Day 39: Web Scraping

Instructions:

  1. Open a new python file.
  2. The requests package is used to open a webpage within python for later manipulations. These manipulations will be completed with the bs4 package. Beautiful Soup 4 is used to read and parse the HTML code in order to scrape valuable information from the website.
    import requests
    from bs4 import BeautifulSoup
    import smtplib
    import os
    import time
    
  3. Supply the URL of the Amazon item you wish to track. You might want to channel your inner Duke Silver, but aren't willing to pay full price; this app will help you with that.
    url = 'https://www.amazon.com/dp/B00OET2J7K'
    
  4. In your browser, search for What's my user agent. This will provide the user agent string required for the requests package. Add this to a dictionary with User-Agent as the key and the user agent as the value. The user agent is valuable at bypassing "Robot Checks" since it helps python to simulate the actual browser.
    headers = {'User-Agent': 'Mozilla/5.0 (Windows NT 10.0; Win64; x64; rv:67.0) Gecko/20100101 Firefox/67.0'}
    
  5. The requests package can now be used to retrieve the page of the Amazon item using the two variables above.
    r = requests.get(url, headers=headers)
    
  6. The package bs4 (BeautifulSoup4) is used to analyze and retrieve data from a website. As expected, the lxml option parses the XML code, which can then be used to identify specific elements for retrieval.

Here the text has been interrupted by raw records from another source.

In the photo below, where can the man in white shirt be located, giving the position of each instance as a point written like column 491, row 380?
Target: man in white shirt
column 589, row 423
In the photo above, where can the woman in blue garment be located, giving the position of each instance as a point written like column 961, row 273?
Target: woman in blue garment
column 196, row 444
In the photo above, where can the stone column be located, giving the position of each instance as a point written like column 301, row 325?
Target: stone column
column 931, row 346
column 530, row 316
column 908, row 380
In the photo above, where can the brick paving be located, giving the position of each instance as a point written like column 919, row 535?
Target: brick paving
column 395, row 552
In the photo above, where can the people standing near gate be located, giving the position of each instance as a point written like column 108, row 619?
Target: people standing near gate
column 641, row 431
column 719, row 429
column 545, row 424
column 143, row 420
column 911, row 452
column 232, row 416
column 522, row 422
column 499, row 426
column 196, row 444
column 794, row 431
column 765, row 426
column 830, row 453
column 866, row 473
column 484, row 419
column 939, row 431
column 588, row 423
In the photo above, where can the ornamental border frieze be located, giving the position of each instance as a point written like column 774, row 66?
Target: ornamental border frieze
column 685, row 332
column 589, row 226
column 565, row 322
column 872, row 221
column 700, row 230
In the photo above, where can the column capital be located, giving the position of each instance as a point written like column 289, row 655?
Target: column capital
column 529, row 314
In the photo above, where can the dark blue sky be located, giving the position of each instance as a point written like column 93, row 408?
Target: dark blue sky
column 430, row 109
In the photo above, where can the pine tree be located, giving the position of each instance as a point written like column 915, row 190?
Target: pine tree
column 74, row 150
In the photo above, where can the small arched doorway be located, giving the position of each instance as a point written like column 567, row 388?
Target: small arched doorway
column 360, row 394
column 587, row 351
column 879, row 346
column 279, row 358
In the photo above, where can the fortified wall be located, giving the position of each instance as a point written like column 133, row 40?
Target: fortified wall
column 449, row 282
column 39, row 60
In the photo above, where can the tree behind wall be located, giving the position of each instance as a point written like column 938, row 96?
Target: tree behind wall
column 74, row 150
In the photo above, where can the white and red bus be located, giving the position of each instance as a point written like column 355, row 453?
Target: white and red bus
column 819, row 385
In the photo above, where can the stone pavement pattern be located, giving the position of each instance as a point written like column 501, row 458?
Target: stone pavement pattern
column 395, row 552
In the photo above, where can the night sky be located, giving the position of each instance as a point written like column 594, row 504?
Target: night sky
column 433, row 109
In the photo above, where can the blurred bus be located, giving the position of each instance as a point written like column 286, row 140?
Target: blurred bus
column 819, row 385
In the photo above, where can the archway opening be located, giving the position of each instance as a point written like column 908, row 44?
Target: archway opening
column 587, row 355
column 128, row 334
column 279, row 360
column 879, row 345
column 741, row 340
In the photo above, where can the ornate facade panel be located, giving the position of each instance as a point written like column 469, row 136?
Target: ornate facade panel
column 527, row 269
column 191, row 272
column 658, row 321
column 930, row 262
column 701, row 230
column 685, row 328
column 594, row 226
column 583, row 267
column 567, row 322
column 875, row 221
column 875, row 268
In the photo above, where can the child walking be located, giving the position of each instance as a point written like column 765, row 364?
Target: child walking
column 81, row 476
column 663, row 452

    soup = BeautifulSoup(r.content, 'lxml')
    
  7. Beautiful Soup 4 contains simple methods of navigating the data structure. The title can easily be returned with the soup.title.string variable.
    title = soup.title.string
    
  8. In order to quickly identify price in the HTML structure, right click on the price and select "Inspect Element." This will open the Developer Tools in the browser where the full HTML tag can be observed. From the string, the id of "priceblock_ourprice" can be used to immediately identify the price of the item. The get_text() method pulls just the text (i.e. the price) and ignores the HTML tags. Additionally, the price is converted into a float by removing the $ sign and using the float() function.
    price = float(soup.find(id='priceblock_ourprice').get_text()[1:])
    
  9. If the price is equal to or falls below the desired value, the send_mail() function is called and the title, price, and url are passed to the function for formatting the email. After the email is sent, the program receives an exit(0) command to quit the program with an exit code of 0.
    if price <= 175:
        send_mail(title, price, url)
        exit(0)
    
  10. A simple function is used to generate the email connection and format the contents with pertinent information from the scraping actions.
    def send_mail(title, price, url):
        """
        A simple function to connect to the email client and send a notification when the price drops below the provided
        level.
        :param title: The title from the Amazon page.
        :param price: The current price of the product.
        :param url: The URL link to the product page.
        :return: Email is sent with specifics about the product.
        """
    
        credentials = dict()
        with open("credentials.txt", "r") as cred:
            for line in cred:
                var, val = line.split(": ")
                credentials[var] = val.rstrip("\n")
                var = ""
                val = ""
                line = ""
    
        smtp_obj = smtplib.SMTP(f'smtp.{credentials["username"].split("@")[1]}', 587)
        smtp_obj.ehlo()
        smtp_obj.starttls()
        smtp_obj.ehlo()
        smtp_obj.login(credentials["username"], credentials["password"])
        subject = f"PRICE DROP: {title}"
        body = f"The price is now: ${price}\nLink: {url}"
        smtp_obj.sendmail(credentials["username"], credentials["username"],
                         f"Subject: {subject}\nDear {os.getlogin()},\n\n{body}.")
        credentials.clear()
        smtp_obj.quit()
    
  11. An infinite loop is created to check the price once a day (86,400 seconds in a day). If an email is sent, the program exits due to the exit code passed in the check_price() function. This program can be added to the system boot sequence so it executes anytime the computer is turned on.
    if __name__ == '__main__':
        while True:
            check_price()
            time.sleep(86400)
    
  12. Update the log file with what you have learned today.